[Samba] Problems with sysrepl
L.P.H. van Belle
belle at bazuin.nl
Fri Sep 11 11:14:37 UTC 2020
See below, i added comments.
Few things are bit off.
Make the changes first on DC2. reboot after.
! With DC1 as first nameserver in resolv.conf
After reboot.
Check with/read : https://wiki.samba.org/index.php/BIND9_DLZ_DNS_Back_End
But go throught comments below first.
> -----Oorspronkelijk bericht-----
> Van: samba [mailto:samba-bounces at lists.samba.org] Namens
> basti via samba
> Verzonden: vrijdag 11 september 2020 12:52
> Aan: samba at lists.samba.org
> Onderwerp: Re: [Samba] Problems with sysrepl
>
> root at dc1:~# cat /tmp/samba-debug-info.txt
> Collected config --- 2020-09-11-12:35 -----------
>
> Hostname: dc1
> DNS Domain: samdom.example.com
> FQDN: dc1.samdom.example.com
> ipaddress: 193.137.1.133
>
> -----------
>
> Kerberos SRV _kerberos._tcp.samdom.example.com record verified ok,
> sample output:
> Server: 193.137.1.133
> Address: 193.137.1.133#53
>
> _kerberos._tcp.samdom.example.com service = 0 100 88
> dc1.samdom.example.com.
> Samba is running as an AD DC
>
> -----------
> Checking file: /etc/os-release
>
> PRETTY_NAME="Debian GNU/Linux 10 (buster)"
> NAME="Debian GNU/Linux"
> VERSION_ID="10"
> VERSION="10 (buster)"
> VERSION_CODENAME=buster
> ID=debian
> HOME_URL="https://www.debian.org/"
> SUPPORT_URL="https://www.debian.org/support"
> BUG_REPORT_URL="https://bugs.debian.org/"
>
> -----------
>
>
> This computer is running Debian 10.2 x86_64
>
> -----------
> running command : ip a
> 1: lo: <LOOPBACK,UP,LOWER_UP> mtu 65536 qdisc noqueue state UNKNOWN
> group default qlen 1000
> link/loopback 00:00:00:00:00:00 brd 00:00:00:00:00:00
> inet 127.0.0.1/8 scope host lo
> inet6 ::1/128 scope host
> 2: ens3: <BROADCAST,MULTICAST,UP,LOWER_UP> mtu 1500 qdisc pfifo_fast
> state UP group default qlen 1000
> link/ether 52:54:00:43:08:92 brd ff:ff:ff:ff:ff:ff
> inet 193.137.1.133/24 brd 193.137.1.255 scope global ens3
> inet6 fe80::5054:ff:fe43:892/64 scope link
>
> -----------
> Checking file: /etc/hosts
>
> 127.0.0.1 localhost
> 193.137.1.133 dc1.samdom.example.com dc1
> 193.137.1.135 dc2.samdom.example.com dc2
>
> # The following lines are desirable for IPv6 capable hosts
> ::1 localhost ip6-localhost ip6-loopback
> ff02::1 ip6-allnodes
> ff02::2 ip6-allrouters
>
> -----------
>
> Checking file: /etc/resolv.conf
>
> nameserver 193.137.1.133
> search samdom.example.com
> search net
>
Change search to :
search samdom.example.com
# primary dnsdomain always first.
# net (as seen in smb.conf, not needed, remove it. )
> -----------
>
> Checking file: /etc/krb5.conf
>
> [libdefaults]
> default_realm = SAMDOM.EXAMPLE.COM
> dns_lookup_realm = false
> dns_lookup_kdc = true
>
> [realms]
> SAMDOM.EXAMPLE.COM = {
> kdc = DC1.SAMDOM.EXAMPLE:COM
> admin_server = DC1.SAMDOM.EXAMPLE.COM
> }
Remove the "realms" part.
No needed.
>
> -----------
>
> Checking file: /etc/nsswitch.conf
>
> # /etc/nsswitch.conf
> #
> # Example configuration of GNU Name Service Switch functionality.
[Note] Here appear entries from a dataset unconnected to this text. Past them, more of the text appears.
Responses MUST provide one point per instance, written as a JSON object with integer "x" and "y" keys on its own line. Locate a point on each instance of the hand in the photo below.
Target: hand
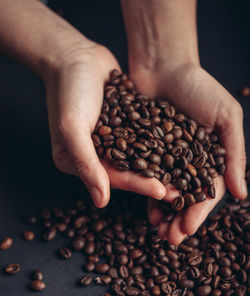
{"x": 74, "y": 98}
{"x": 194, "y": 92}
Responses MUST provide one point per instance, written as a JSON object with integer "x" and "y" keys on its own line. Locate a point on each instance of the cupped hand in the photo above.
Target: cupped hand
{"x": 197, "y": 94}
{"x": 74, "y": 99}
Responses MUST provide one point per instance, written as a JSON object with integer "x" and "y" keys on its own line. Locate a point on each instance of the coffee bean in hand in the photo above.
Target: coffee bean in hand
{"x": 152, "y": 138}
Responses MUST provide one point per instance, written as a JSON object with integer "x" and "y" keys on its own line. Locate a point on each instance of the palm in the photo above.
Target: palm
{"x": 74, "y": 104}
{"x": 194, "y": 92}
> # If you have the `glibc-doc-reference' and `info' packages
> installed, try:
> # `info libc "Name Service Switch"' for information about this file.
>
> passwd: files systemd
> group: files systemd
If you need (ssh) login on the AD-DC you might want to change that to.
passwd: files winbind systemd
group: files winbind systemd
> shadow: files
> gshadow: files
>
> hosts: files dns
> networks: files
>
> protocols: db files
> services: db files
> ethers: db files
> rpc: db files
>
> netgroup: nis
>
> -----------
>
> Checking file: /etc/samba/smb.conf
>
> # Global parameters
> [global]
> netbios name = DC1
> realm = SAMDOM.EXAMPLE.COM
> server services = s3fs, rpc, nbt, wrepl, ldap, cldap, kdc,
> drepl, winbindd, ntp_signd, kcc, dnsupdate
> workgroup = NET
> server role = active directory domain controller
> idmap_ldb:use rfc2307 = yes
>
> # Debug logging information
> log level = 1
> log file = /var/log/samba/log.M%
> max log size = 50
> debug timestamp = yes
>
> # to connect via ldapvi
> ldap server require strong auth = no
> [netlogon]
> path = /var/lib/samba/sysvol/samdom.example.com/scripts
> read only = Yes
> write list = root,Administrator, at Domain Admins
Remove : write list = root,Administrator, at Domain Admins
See: https://wiki.samba.org/index.php/Setting_up_a_Share_Using_Windows_ACLs
>
> [sysvol]
> path = /var/lib/samba/sysvol
> read only = Yes
> write list = root,Administrator, at Domain Admins
# same as above.
Best is not to mix POSIX and windows ACLs.
>
> -----------
>
> Detected bind DLZ enabled..
> Checking file: /etc/bind/named.conf
>
> // This is the primary configuration file for the BIND DNS
> server named.
> //
> // Please read /usr/share/doc/bind9/README.Debian.gz for
> information on the
> // structure of BIND configuration files in Debian, *BEFORE*
> you customize
> // this configuration file.
> //
> // If you are just adding zones, please do that in
> /etc/bind/named.conf.local
>
> include "/etc/bind/named.conf.options";
> include "/etc/bind/named.conf.local";
> include "/etc/bind/named.conf.default-zones";
> # samba bind_dlz
> include "/var/lib/samba/bind-dns/named.conf";
>
> -----------
#the link to read: https://wiki.samba.org/index.php/BIND9_DLZ_DNS_Back_End
>
> Checking file: /etc/bind/named.conf.options
>
> options {
> directory "/var/cache/bind";
>
> // If there is a firewall between you and nameservers you want
> // to talk to, you may need to fix the firewall to
> allow multiple
> // ports to talk. See http://www.kb.cert.org/vuls/id/800113
>
> // If your ISP provided one or more IP addresses for stable
> // nameservers, you probably want to use them as forwarders.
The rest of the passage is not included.